The goal of the attacks would be not only to disrupt the Iranian nuclear program, but to topple the religious leadership that is blocking Iran's reform movement, the government consultant tells Hersh. Secretary of State Donald Rumsfeld and Deputy Secretary of Defense Paul Wolfowitz share that aim, the consultant said.

Hersh reports that much of this work is being done by the Pentagon so it will not have to submit to Congressional oversight, unlike the Central Intelligence Agency.

President Bush's communications director, Dan Bartlett, when questioned about the Hersh article during a broadcast interview, said he had read excerpts.
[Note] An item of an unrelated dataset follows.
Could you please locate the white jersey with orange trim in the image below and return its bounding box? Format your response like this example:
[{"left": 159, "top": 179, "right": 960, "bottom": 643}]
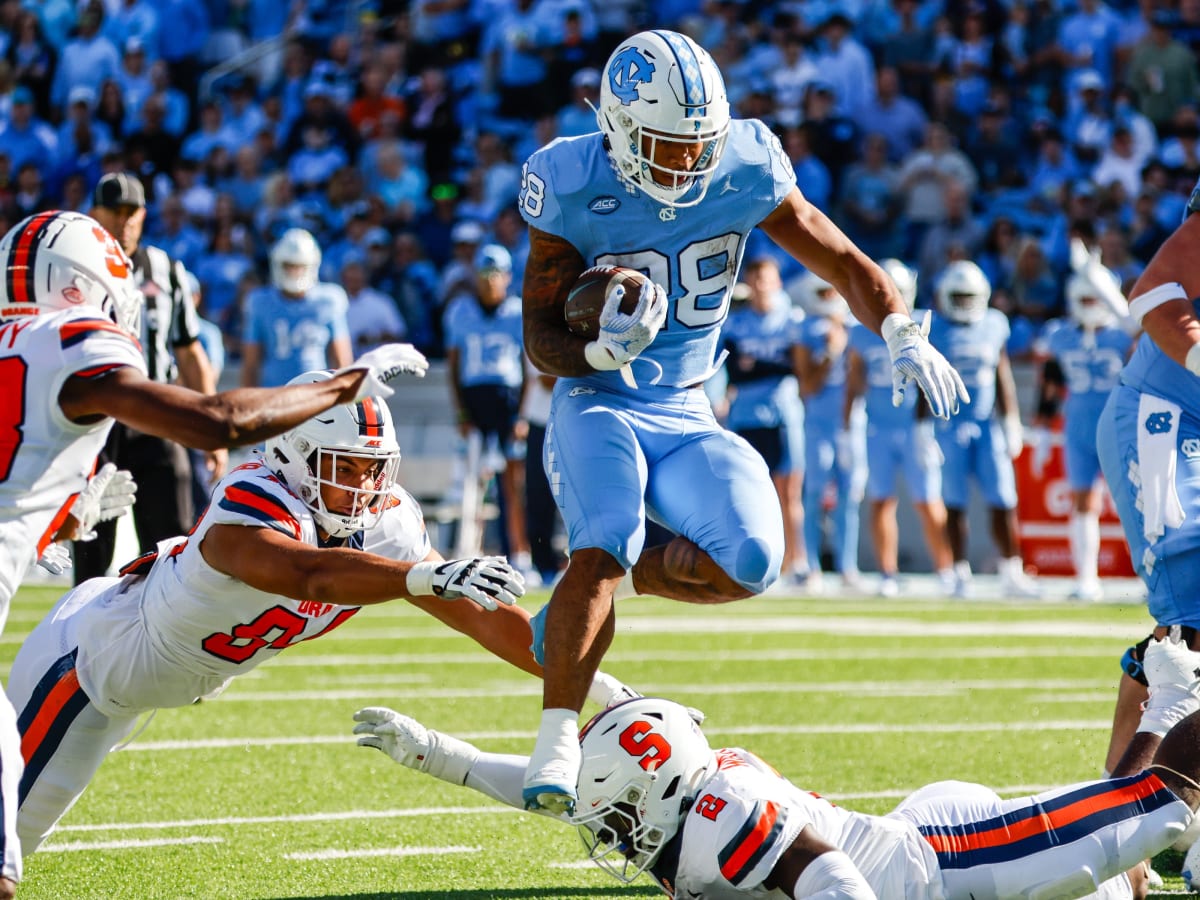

"I think it's riddled with inaccuracies. And I don't believe that some of the conclusions he's drawing are based on fact," the White House spokesman said.

The White House wants to resolve Iran's nuclear file through negotiation, primarily by relying on European allies and the International Atomic Energy Agency, said Bartlett. But he added that Mr. Bush has not ruled out resolving the issue militarily.

"No president at any juncture in history has ever taken military options off the table. That is known. But what President Bush has shown (is) that he believes we can emphasize the diplomatic initiatives that are under way right now," Bartlett said Sunday.

Mr. Bush has accused Iran of being part of an "axis of evil" with North Korea and prewar Iraq.

The U.N. nuclear watchdog had been pressing Tehran for months to be allowed to inspect the Tehran-area Parchin complex, long used to research ammunition, missiles and high explosives.